Gainey began to focus his scouting efforts on Tarboro, assuming they were going to win the game. It wasn’t a far-fetched notion as Northern had minus 1-yard rushing in the first half.
Joe Brogden sparked a Northern comeback in the second half, scoring three touchdowns to lead the Knights to a 20-15 win and put Gainey in a mess. Looking at his notes, he realized he didn’t have sufficient information to generate a worthwhile scouting report.
Sitting in the stands near Gainey was the great Beattie Feathers, assistant coach at Wake Forest. Feathers was a high school star in Virginia and later at Tennessee under the great Robert Neyland. He spent six seasons in the NFL and played on the same Chicago Bear team with Hall of Famer Bronko Nagurski. He made coaching stops at Appalachian State, North Carolina State and Texas Tech before arriving at Wake Forest.
When Gainey shared his problem with Feathers, Feathers sat with him in the stands for close to an hour giving him a detailed report on Northern Durham.
Heath said the Falcons were immediately met with derision by their opponents.
“Seventy-who, Seventy-what, Seventy-how,’’ he said. “Where’s that?’’
The Northern team ran the popular widetackle six defensive formation and was led by an outstanding lineman in the defensive front who lined up opposite Seventy-First tight end Randy Ledford. Ledford would go on to coach baseball at Westover and baseball and football at South View. The football field at South View is named in his memory.
“Randy took it as a personal challenge,’’ Boyette said. “Randy stalemated him, whipped him all over the field. That was the whole difference for our offense. It gave us an offensive advantage.’’
The Falcons got all the points they needed in the first half, the first touchdown on a 3-yard run by Sherman Sumpter and what proved to be the clincher on a 2-yard run by Anza Adams.
Horace Whitaker sealed the win with a conversion pass to Marshall Lovett. Lovett, who also played basketball at Seventy-First, went on to attend Campbell College where he played basketball for Danny Roberts. In his last two years with the Camels, Lovett played on teams that went 47-10. He was named Campbell’s Outstanding Male Athlete and earned third team NAIA All-American honors.
McNeill has been sharing his articles with Lovett, but only recently learned that Lovett has been blind since 2000 due to a case of meningitis. He lives in an assisted living facility in Maryland. McNeill is trying to arrange for his teammates to read the articles he’s written to Lovett over the telephone.
Northern managed one more touchdown in the second half, but that was it.
Boyette said there were countless people in the background at Seventy-First who played roles in making the championship possible.
He mentioned assistant principal Gerald Patterson singing a personal rendition of “The Impossible Dream.” Assistant principal Alex Warner, who led the Pep Club and grabbed some dirt from the field at County Stadium to display in the trophy case with the championship trophy.
Principal Bob Lewis, administrator Kenneth Edge and all of the school staff. McNeill, who went on to serve as a student athletic trainer at the University of North Carolina under veteran athletic trainer John Lacey, graduated from UNC and earned a law degree from North Carolina Central in 1979.
He served in the attorney general’s office for 31 years, retiring in 2010. He had been organizing a night of remembrance at a Seventy-First football game this season scheduled for late September.
Members of the 1970 team planned to gather in Fayetteville for a weekend of celebration at a local motel.
The COVID-19 pandemic forced those plans to be scrapped.
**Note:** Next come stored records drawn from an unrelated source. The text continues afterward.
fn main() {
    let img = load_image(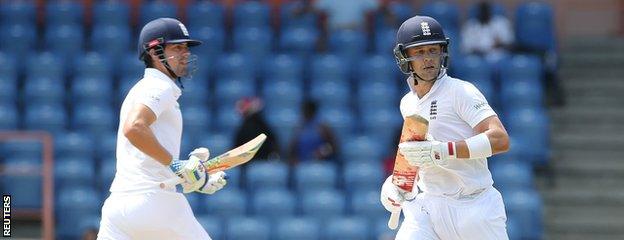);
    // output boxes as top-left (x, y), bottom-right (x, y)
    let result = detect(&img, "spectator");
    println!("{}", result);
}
top-left (289, 101), bottom-right (338, 165)
top-left (234, 97), bottom-right (280, 159)
top-left (462, 1), bottom-right (514, 64)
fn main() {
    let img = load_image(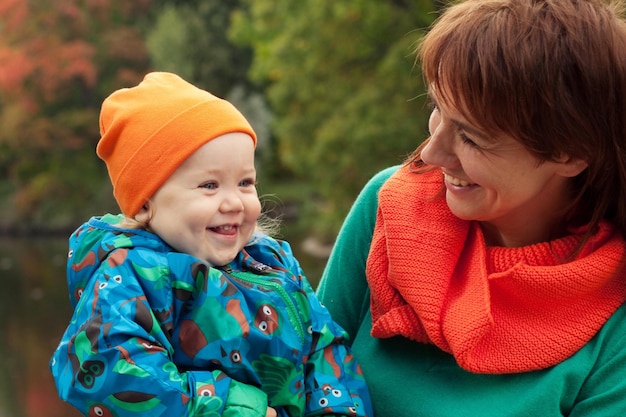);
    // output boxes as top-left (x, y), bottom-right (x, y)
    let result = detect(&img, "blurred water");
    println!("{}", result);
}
top-left (0, 233), bottom-right (325, 417)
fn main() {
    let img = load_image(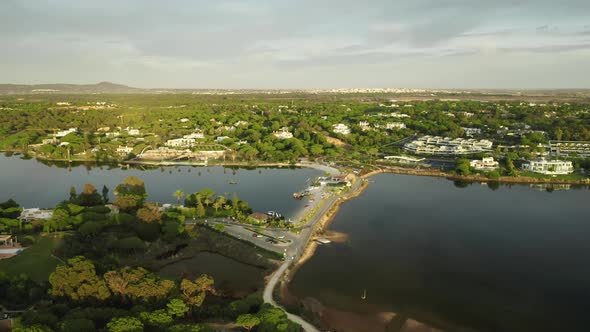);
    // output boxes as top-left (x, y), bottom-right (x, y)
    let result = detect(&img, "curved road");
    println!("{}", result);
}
top-left (262, 174), bottom-right (363, 332)
top-left (262, 261), bottom-right (320, 332)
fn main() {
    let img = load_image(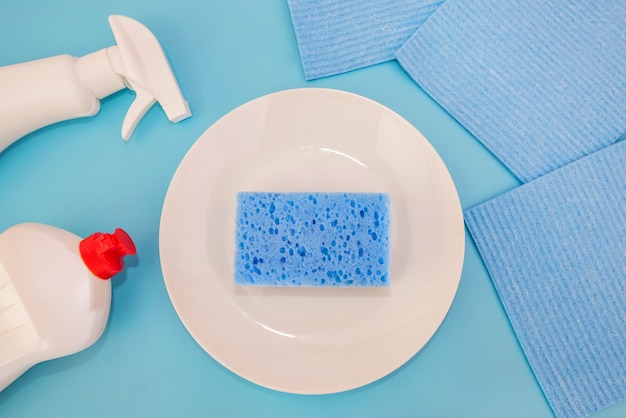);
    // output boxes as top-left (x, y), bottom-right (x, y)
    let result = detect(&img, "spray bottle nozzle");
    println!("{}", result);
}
top-left (78, 15), bottom-right (191, 140)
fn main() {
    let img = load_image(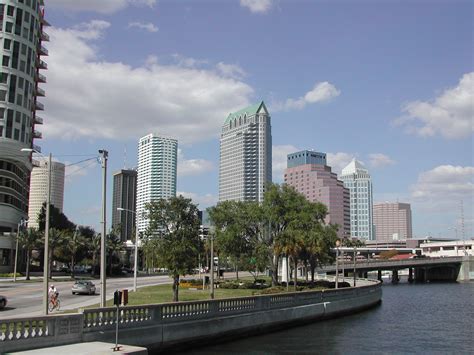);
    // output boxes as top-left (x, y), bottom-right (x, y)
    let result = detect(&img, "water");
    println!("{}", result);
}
top-left (175, 282), bottom-right (474, 354)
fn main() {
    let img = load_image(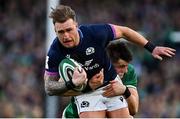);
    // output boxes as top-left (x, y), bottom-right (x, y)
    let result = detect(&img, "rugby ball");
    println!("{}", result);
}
top-left (59, 58), bottom-right (85, 92)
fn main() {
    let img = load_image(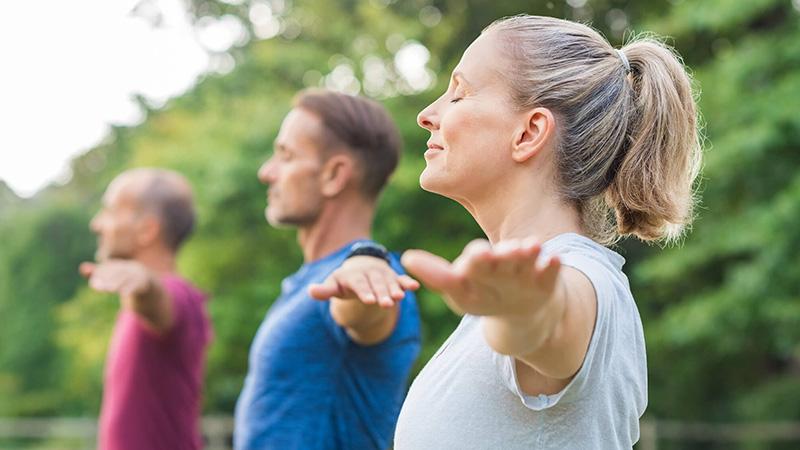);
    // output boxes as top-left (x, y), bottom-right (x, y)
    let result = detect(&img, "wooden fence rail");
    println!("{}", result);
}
top-left (0, 416), bottom-right (800, 450)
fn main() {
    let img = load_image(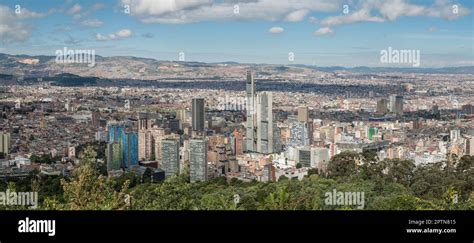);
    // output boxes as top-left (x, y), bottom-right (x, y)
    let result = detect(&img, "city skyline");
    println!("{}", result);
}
top-left (0, 0), bottom-right (474, 67)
McNeill is hopeful that the team will be able to replicate the reunion plans during the delayed football season scheduled to begin in late February.
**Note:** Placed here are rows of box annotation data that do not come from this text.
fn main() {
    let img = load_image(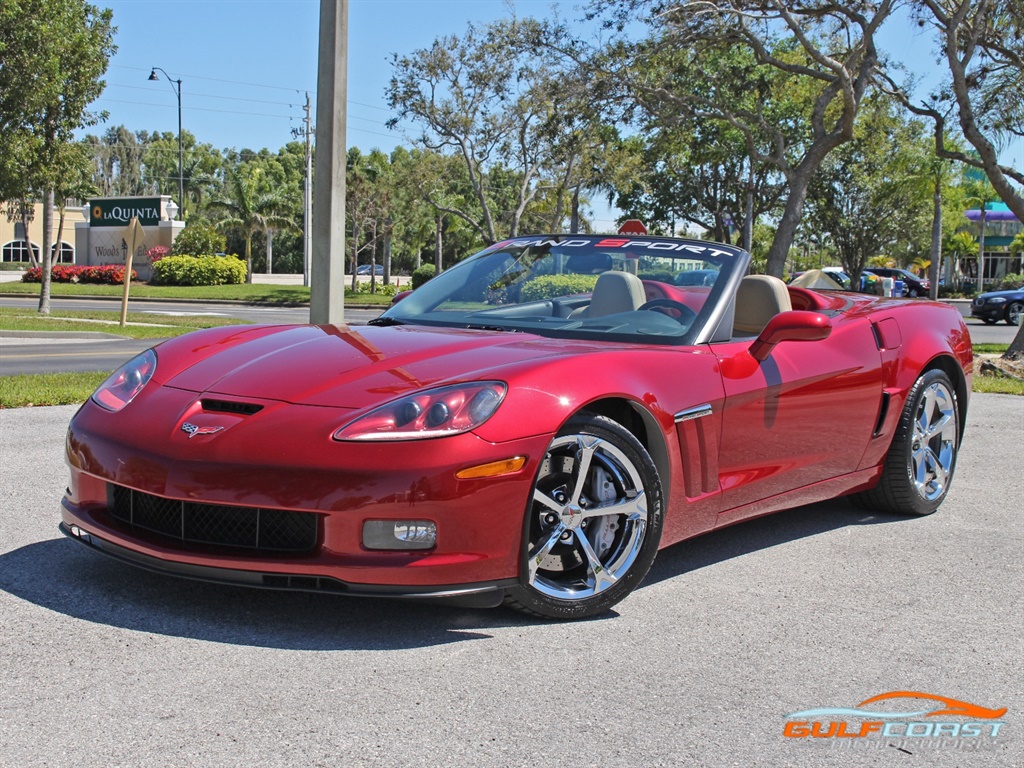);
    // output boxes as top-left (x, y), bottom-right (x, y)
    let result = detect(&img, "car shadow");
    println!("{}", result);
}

But whether the reunion happens or not, the members of the 1970 Eastern championship team still cling hard to all the memories.
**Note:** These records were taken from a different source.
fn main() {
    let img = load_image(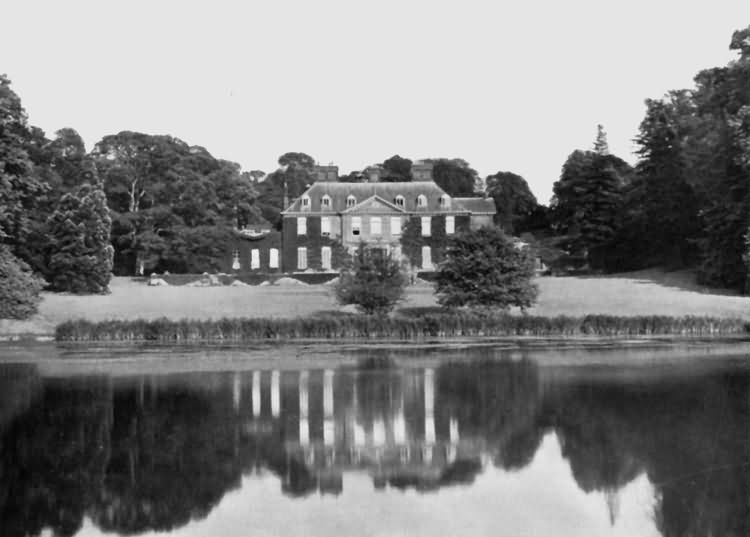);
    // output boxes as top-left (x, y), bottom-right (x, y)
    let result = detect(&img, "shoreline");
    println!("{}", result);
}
top-left (0, 337), bottom-right (750, 377)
“It’s just tremendous how much people gave in that community to support that team,’’ Boyette said.
Heath felt there were some racial issues in the community at the time, but the football team’s accomplishments helped lift everyone above that. He said it let the community bond together, share a common goal and root for one another. “That’s what made it special for me,’’ he said.